(Fair warning:
spoilers abound.)
Season Two of
Showtime’s Ray Donovan started off
strong with Ray going to Mexico to bring back Mickey to account for how exactly
Sully turned up dead. Boston Globe
reporter Kate McPherson (Vinessa Shaw) stumbles onto a flaw in the Sully story
from the other end and has Ray stuck between the feds and her investigation.
Lots of threads to pull together and things were rolling. There was immediate
chemistry between Ray (Live Schreiber) and Kate. The Beloved Spouse and I were
looking forward to seeing how that give and take played out.
Alas, twas not to
be. Ray beds Kate early on and the middle part of the season muddles through
as
more of a soap opera than the tight drama we’d come to expect. Many of Season One’s
problems become even more prominent here. Ray’s wife, Abby (Paula Malcomson) is
all over the place. She’s either mentally ill or the writers only use her as a
complication for Ray. A similar situation exists for the kids, too. Half the
fun of a well-constructed drama is getting to know the characters so we have
some idea what they’ll do in a situation. Too often in Ray Donovan the prime consideration seems to be what can be done to
give Ray the biggest pain in the ass.
Even Terry (Eddie
Marsan) gets into the act. He decides to sell the gym and move to Ireland with Frances
(Brooke Smith). His problem is Ray owns half the gym and has been using it to
launder his money, which Terry only finds out about when he decides to confront
Ray at Conor’s birthday party. This also happens to be when Mickey (Jon Voight)
disses Darryl (Pooch Hall) in front of the entire family by giving the vintage
Caddy he promised to Darryl to Conor on the spur of the moment. (All this is
after Abby forgot the kid’s birthday and fucked up getting him a cake.) Sure
it’s great drama and we get a fantastic scene of Conor and Ray in an “Aw, fuck
it” moment, but here’s the thing: Terry and Mickey love Conor. It defies their
characters to believe they’d pull that shit unprovoked on the kid’s birthday.
True, Mickey is a douche who might do some shitty thing at any moment, but not
Terry. I never bought the idea that he would force Ray into a corner during the
party.
The series found
its feet again in the final four episodes, which, not coincidentally, show Ray
stepping up to take control of several situations. He resolves them in his own
way and set up confrontations for next season with Avi and Ezra along with
whatever goofy shit Abby will pull.
The show is still
good enough that we’ll be all over Netflix as soon as Season Three is
available. Schreiber is perfect as Ray. He’s not quite the match of actor to
character as James Gandolfini and Tony Soprano, but he’s close. A sociopath one
can empathize with because, deep down, he will do what he feels he has to do
for his family and the people he thinks deserve it. He’s willing to
go to
prison to save Kate, and may be in the process of bringing down everything he’s
worked for to avenge her murder. His resolution to the situation of Bridget
witnessing Marvin Gaye Washington’s murder was creative, ballsy, and badass.

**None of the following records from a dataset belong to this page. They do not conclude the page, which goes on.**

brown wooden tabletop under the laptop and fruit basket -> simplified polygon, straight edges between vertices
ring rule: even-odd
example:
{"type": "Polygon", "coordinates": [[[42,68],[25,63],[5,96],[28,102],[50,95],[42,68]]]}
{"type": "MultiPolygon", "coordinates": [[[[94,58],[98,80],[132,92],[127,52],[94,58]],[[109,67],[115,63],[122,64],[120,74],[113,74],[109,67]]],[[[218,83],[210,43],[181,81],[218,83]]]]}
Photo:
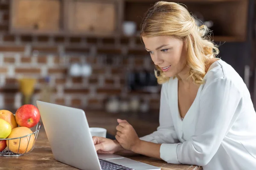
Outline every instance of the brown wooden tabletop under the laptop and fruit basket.
{"type": "MultiPolygon", "coordinates": [[[[150,131],[154,131],[158,126],[158,123],[151,122],[150,119],[140,119],[137,116],[125,116],[125,115],[109,115],[102,112],[88,112],[86,113],[87,120],[90,127],[104,127],[108,130],[108,133],[114,135],[116,133],[116,117],[127,118],[135,129],[140,131],[140,135],[145,135],[150,131]],[[99,119],[99,117],[101,119],[99,119]],[[145,130],[145,131],[144,131],[145,130]]],[[[136,161],[141,161],[147,164],[151,164],[157,167],[161,167],[161,170],[199,170],[198,166],[184,165],[184,164],[168,164],[165,161],[159,159],[153,159],[146,156],[131,156],[123,155],[136,161]]],[[[30,153],[26,153],[19,157],[0,157],[0,169],[3,170],[73,170],[76,169],[67,164],[63,164],[54,159],[52,150],[49,145],[44,127],[41,128],[38,134],[35,147],[30,153]]]]}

You can’t help but root for him.
And let’s not
forget Bunchy (Dash Mihok). The more you see how his molestation messed with
him, the happier you are Ray shot that priest in Season One. Lots of dramas
address pedophilia; few look at the victims twenty years later. Bunchy is
permanently damaged, an eternal psychological child in a man’s body, doubting
everything about himself. He’s painful to watch at times, though his story
lines never veer into the dramatic inconsistency of some of the others.
I would give Season
One 4.5 stars out of 5. Season Two is at least that good when it’s good, but no
more than an episodic network melodrama with foul language and visible nipples
when it’s not. Ian McShane joins the cast for Season Three. We have high hopes.
1 comment:
I don't feel they are using McShane all that effectively. Katie Holmes, playing his daughter, gets more air time.